No Commercialization, No Bar
Now, referring back to the Invitrogen case, the Federal Circuit overturned the District Court’s ruling because it misapplied Section 102(b). The lower court applied a totality of the circumstances test of public use, whereas public use under Section 102(b) should be found after the following inquiries: (1) prior to one year from the filing date of a patent, was the claimed invention both in public use and ready for patenting? (2) if both characteristics were found, was the use accessible to the public or commercially exploited?
Regarding the first prong, an inventor’s own work cannot be used to invalidate patents unless the inventor places the invention on sale or uses it publicly more than a year before filing a patent application. To qualify as public, a use must occur without any limitation or restriction, or injunction of secrecy. In Invitrogen, the invention was maintained as a trade secret, i.e., under a strict obligation of secrecy.

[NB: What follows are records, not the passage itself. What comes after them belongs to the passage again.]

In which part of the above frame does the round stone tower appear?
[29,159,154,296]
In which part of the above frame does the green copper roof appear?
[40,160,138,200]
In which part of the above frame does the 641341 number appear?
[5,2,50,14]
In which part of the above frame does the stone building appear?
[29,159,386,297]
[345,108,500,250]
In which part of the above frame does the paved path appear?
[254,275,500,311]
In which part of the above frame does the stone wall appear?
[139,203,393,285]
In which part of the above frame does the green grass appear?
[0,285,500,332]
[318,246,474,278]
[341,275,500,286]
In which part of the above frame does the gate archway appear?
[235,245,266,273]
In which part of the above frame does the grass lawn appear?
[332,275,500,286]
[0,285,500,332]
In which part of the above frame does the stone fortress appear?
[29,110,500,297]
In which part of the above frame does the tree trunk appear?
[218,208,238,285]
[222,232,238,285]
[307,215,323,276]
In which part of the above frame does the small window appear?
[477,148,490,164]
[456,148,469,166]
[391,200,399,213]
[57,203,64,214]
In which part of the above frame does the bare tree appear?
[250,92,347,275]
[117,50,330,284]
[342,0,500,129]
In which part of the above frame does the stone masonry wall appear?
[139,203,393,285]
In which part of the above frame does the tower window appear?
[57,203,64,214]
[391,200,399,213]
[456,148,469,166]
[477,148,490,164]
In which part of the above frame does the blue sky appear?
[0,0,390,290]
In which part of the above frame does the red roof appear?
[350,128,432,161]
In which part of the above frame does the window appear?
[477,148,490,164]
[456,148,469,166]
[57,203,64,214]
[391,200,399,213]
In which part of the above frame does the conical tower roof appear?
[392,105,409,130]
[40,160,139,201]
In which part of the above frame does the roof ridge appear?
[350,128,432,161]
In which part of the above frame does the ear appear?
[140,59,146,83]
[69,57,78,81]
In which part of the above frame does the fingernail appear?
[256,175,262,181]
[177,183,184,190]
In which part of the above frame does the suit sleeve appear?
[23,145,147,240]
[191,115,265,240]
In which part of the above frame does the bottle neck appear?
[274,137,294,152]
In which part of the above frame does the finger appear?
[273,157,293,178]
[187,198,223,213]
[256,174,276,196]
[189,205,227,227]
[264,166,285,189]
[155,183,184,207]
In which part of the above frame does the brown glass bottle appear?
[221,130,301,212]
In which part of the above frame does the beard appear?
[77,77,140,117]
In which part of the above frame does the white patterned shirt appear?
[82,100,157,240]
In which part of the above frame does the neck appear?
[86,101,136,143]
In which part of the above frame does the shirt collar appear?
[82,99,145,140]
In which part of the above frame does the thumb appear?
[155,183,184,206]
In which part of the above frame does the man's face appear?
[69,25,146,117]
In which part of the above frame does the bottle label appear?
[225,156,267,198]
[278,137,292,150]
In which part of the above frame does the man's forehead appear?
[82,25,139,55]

With regard to the second prong, there was no commercial exploitation of the invention. Accordingly, the facts in the Invitrogen case were insufficient to erect a public use bar to patentability under Section 102(b).
Still, an agreement of confidentiality is not essential to render a use not public. For example, in Moleculon Research Corp. v. CBS, Inc., an inventor’s private use of the invention, as well as explanations of the operation of his invention to friends and university colleagues, were not deemed to constitute public use.
The author of the Invitrogen opinion, Judge Rader stated that commercial exploitation is a clear indication of public use, but it likely requires more than, for example, a secret offer for sale. Whether an offer for sale made subject to a confidentiality agreement is enough to withstand an on-sale bar attack under section 102(b) is by no means certain, but taking care to maintain confidentiality presents a compelling argument.
Following this fuller understanding of public use provided by the Federal Circuit, a few thoughts can be passed along. First, keeping a thing or process that furthers research as a trade secret in and of itself should not jeopardize a later-filed patent directed at such an invention, with one caveat: if a second inventor independently invents the same thing later than the first inventor, and files a patent application on it first, the first inventor will lose the chance to get a patent for having concealed the invention.
Second, using the invention as a trade secret to develop a product should not jeopardize the later-filed patent either, that is, not until the product is offered for sale. Once a year has passed since the product was first offered for sale, no patent to the product, its method of making, or a tool used in that method will be free of a Section 102 (b) public use challenge.
And third, before a phone call is made to a prospective partner, customer, or licensee to see if there is interest, it would be prudent to call a patent lawyer.